6. The system of claim 1 wherein said kinesthetic and cognitive
data is dwell time.
7. The system of claim 1 wherein said kinesthetic and cognitive
data is location of touch event on said device.
8. The system of claim 1 wherein said kinesthetic and cognitive
data is active shift.
9. The system of claim 1 wherein said kinesthetic and cognitive
data is reactive shift.
10. The system of claim 1 further comprising at least one
additional sensor selected from the group of sensors consisting of
temperature sensors, magnetometers, chemical sensors, conductivity
sensors, and touch characteristic sensors.
11. The system of claim 1 further comprising a user identity
validation system.
12. The system of claim 1 wherein said kinesthetic and cognitive
data comprise additional data selected from the group of data
consisting of intensity, exchange, x-y-z force, x-y-z motion,
order, and flight.
13. A method for the real time monitoring a patient's cognitive and
motor response to a stimulus, the method comprising: Collecting
user kinesthetic and cognitive data from user interaction with a
mobile device; Comparing with a processor user kinesthetic and
cognitive data from user interaction with said mobile device with
baseline kinesthetic data; Identifying diagnostically significant
deviations from said baseline kinesthetic and baseline cognitive
data; Classifying diagnostically significant deviations associated
with associated cognitive symptoms; Assessing cognitive symptoms
based on known diagnosis; and Determining the relative improvement
or impairment based on assessment of the symptoms.
14. The method of claim 13 wherein said processor comprises a
decision engine and an admin engine.
15. The method of claim 13 wherein said processor is configured to
use both semantic and neural network analytics and processing.
16. The method of claim 13 wherein said kinesthetic and cognitive
data comprise at least one data selected from the group of data
consisting of order, dwell, flight, location, exchange, intensity,
active shift, reactive shift, x-y-z force, and x-y-z motion.
17. The method of claim 13 wherein said baseline kinesthetic and
cognitive data are past data of said patient.
18. The method of claim 13 wherein said baseline kinesthetic and
cognitive data are aggregated data of a population of patients.

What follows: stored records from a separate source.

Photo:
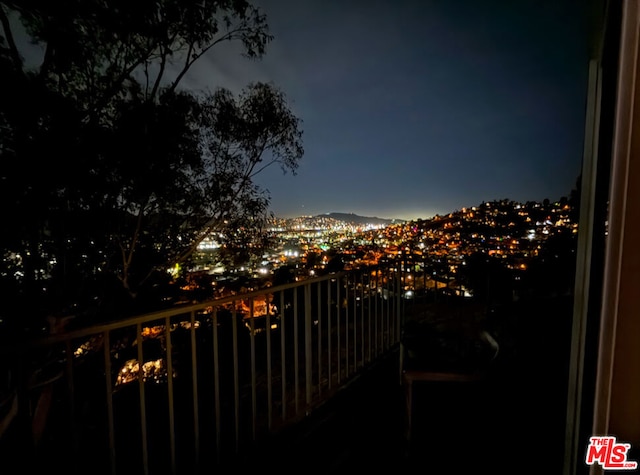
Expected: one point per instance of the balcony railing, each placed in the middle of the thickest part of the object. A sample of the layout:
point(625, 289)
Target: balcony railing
point(193, 386)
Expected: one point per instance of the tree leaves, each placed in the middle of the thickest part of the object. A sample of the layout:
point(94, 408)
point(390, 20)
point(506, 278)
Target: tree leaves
point(113, 173)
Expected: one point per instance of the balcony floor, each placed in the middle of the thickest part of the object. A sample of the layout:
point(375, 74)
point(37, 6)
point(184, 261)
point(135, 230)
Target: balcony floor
point(512, 422)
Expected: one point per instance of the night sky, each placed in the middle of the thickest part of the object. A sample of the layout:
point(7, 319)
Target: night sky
point(416, 108)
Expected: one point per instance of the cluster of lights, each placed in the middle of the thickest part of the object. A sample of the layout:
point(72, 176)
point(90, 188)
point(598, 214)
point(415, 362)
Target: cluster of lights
point(153, 371)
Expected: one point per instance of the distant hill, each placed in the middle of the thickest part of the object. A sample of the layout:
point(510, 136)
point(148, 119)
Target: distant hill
point(356, 219)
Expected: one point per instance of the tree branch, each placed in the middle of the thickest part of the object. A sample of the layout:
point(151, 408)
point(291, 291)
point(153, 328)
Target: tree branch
point(13, 49)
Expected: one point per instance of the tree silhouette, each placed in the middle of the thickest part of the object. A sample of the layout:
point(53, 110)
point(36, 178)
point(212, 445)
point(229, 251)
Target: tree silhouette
point(114, 172)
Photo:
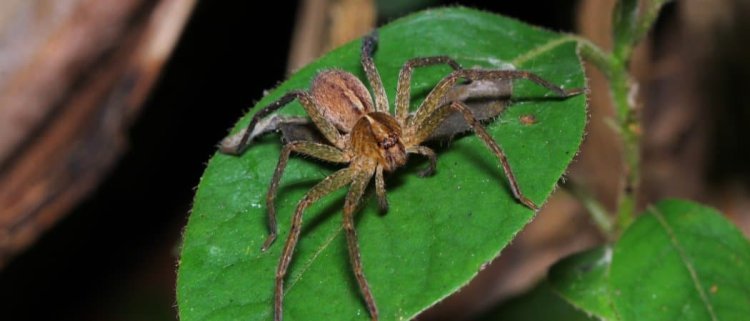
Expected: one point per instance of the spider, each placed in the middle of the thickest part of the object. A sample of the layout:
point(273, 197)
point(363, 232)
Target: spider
point(359, 131)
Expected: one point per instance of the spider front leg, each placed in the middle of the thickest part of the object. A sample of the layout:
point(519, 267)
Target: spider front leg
point(432, 102)
point(320, 151)
point(495, 148)
point(369, 44)
point(329, 184)
point(350, 206)
point(403, 89)
point(328, 130)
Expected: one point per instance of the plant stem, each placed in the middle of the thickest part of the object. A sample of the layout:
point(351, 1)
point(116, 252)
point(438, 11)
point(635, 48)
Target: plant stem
point(598, 212)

19. The method of claim 13 further comprising validating said
patient's identity.
20. The method of claim 13 further comprising prompting said
patient to interact with said device.
Description
RELATED APPLICATIONS
[0001] This application claims the benefit of U.S. Provisional
Applications No. 61/920,594, filed Dec. 24, 2013. This application
is herein incorporated by reference in its entirety for all
purposes.
FIELD OF THE INVENTION
[0002] The invention relates to patient monitoring systems, and
more particularly, to a patient monitoring system deployed on a
mobile or tablet device.
BACKGROUND OF THE INVENTION
[0003] With the advent of mobile devices, tablets and smartphones
there is an opportunity to utilize these devices as a mobile
sensor. Today's devices have sensors such as dual phones, dual
microphones, accelerometers, GPS and radio, magnetometer, ambient
light detection, proximity and gyroscopes. Tomorrow's devices will
add additional sensor capabilities enabling further improvements to
the invention for sensor-based collection. Mobile devices, tablets
and smartphones use touchscreens and flat glass surfaces to capture
many of these sensor capabilities. The touchscreen gives attributes
such as 2D coordinates, area, angle and orientation of the contacts
and pressure sensor. The touchscreen data can capture sequence,
X/Y/Z coordinates, timestamps for dwell time, flight time, and key
to key as well as touch to touch times in addition to size,
pressure, active and reactive movement shift, touch exchange,
globularity, intensity and orientation data.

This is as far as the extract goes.